This is a simple implementation of a neural network to classify the MNIST dataset. The neural network is implemented from scratch.
This a study experiment to understand the basics of neural networks and backpropagation. Not having numpy or any other library forced me to implement my own lib (see matrix.cpp), with element-wise operations, broadcasting and so on.
The neural network has 3 layers: input, hidden and output. with layout 784-800-10. That's enough to reach 92% accuracy on the dataset.
The repo contains a subset of MNIST dataset with 32k samples, 1k used for validation and the rest for training.
In case you don't have a GPU, you can train the neural network using the CPU:
make cpu
If you have CUDA hardware, nvcc (CUDA Toolkit) is required:
make cuda
Just by using a naive implementing of the matrix dot operation with CUDA I got a 28x speedup. The idea is not use libraries like cuBLAS, and so on, but to implement the operations from scratch.
After compiling, you can run the neural network:
./train.bin
It will run gradient descent with 1000 iterations and print the accuracy of the neural network using sampled test data.
- This is a very simple implementation, not production level quality.
- I'm no C/CUDA expert, so it may not be as fluent.
The code was based on a Python tutorial, and I wanted to port to another language from scratch. Go was the first option because of its simplicity and performance. And the second step was to port to C++ with CUDA to leverage the GPU.
After porting the code from Python to Go, I didn't get the expected results, my gradient descent was getting worse and worse.

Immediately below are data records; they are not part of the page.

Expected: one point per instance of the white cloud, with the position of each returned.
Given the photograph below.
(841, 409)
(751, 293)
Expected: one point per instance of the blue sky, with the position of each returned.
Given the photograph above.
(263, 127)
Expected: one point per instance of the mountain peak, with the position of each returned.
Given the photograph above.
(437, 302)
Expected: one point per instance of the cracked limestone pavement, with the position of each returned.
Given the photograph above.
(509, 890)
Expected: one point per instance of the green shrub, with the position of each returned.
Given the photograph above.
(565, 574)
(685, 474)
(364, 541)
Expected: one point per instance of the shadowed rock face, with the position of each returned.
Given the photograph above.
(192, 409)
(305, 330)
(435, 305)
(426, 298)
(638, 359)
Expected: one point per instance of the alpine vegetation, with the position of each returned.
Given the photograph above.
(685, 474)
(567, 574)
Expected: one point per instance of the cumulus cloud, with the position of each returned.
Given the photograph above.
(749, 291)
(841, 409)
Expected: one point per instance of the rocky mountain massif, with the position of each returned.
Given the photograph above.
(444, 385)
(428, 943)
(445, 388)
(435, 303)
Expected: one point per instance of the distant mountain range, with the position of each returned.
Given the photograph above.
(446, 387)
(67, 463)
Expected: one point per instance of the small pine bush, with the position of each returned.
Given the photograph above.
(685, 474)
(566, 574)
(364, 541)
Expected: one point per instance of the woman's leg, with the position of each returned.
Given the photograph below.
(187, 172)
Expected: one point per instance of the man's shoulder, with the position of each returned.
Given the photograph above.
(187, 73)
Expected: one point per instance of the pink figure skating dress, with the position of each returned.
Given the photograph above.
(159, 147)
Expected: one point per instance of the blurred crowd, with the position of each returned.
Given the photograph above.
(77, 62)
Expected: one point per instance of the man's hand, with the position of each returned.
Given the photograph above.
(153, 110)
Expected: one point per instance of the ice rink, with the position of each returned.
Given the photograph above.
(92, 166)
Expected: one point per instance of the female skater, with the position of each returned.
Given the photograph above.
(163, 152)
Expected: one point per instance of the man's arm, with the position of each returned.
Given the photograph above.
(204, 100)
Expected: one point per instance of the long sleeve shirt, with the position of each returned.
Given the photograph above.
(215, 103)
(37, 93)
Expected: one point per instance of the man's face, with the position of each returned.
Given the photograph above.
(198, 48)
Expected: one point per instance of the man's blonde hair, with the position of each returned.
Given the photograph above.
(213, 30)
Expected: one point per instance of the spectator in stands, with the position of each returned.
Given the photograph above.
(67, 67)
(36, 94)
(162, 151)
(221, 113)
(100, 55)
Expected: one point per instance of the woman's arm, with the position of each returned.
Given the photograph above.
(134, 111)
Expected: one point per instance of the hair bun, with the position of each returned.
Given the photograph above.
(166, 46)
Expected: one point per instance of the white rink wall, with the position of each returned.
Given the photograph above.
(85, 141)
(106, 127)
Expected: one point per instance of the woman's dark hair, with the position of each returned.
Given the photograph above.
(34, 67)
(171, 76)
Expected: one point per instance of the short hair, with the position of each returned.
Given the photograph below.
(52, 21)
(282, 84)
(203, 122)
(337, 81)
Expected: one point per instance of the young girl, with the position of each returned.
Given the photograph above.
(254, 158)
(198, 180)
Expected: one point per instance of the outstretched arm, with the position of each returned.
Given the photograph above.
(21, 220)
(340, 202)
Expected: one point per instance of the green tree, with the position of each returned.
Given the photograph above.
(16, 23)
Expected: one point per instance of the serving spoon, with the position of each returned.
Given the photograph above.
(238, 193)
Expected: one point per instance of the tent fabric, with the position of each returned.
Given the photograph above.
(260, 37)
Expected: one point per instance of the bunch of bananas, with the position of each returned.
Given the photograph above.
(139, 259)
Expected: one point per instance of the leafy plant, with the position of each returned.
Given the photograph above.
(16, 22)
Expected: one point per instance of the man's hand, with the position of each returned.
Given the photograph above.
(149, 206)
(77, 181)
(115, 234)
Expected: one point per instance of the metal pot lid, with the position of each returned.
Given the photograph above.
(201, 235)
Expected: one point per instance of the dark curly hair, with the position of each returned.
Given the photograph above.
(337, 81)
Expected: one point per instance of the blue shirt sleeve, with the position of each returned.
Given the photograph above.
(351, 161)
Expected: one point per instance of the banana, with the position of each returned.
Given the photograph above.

To fix that first I had to have deterministic results for both implementations, so I pre-trained on python and dumped the parameters in JSON, so I could reuse them on Go. Then I did debugging on both languages, parameter by parameter looking for bugs
That didn't work at scale, so I had to build a tool to compare the outputs of both implementations, so I created what I called "memstate" in both, which worked similarly to a memory dump, so I could compare the state of the network at any given time
I choose a third language (JS) to rule possible issues floating-point implementations and slowly started increasing the size of inputs to see the differences and once spotted I resorted back to manual debugging
Finally I was able to catch a few bugs, one of them was my softmax implementation, that was built by porting np.sum
, not python's builtin sum
and that was the root cause :)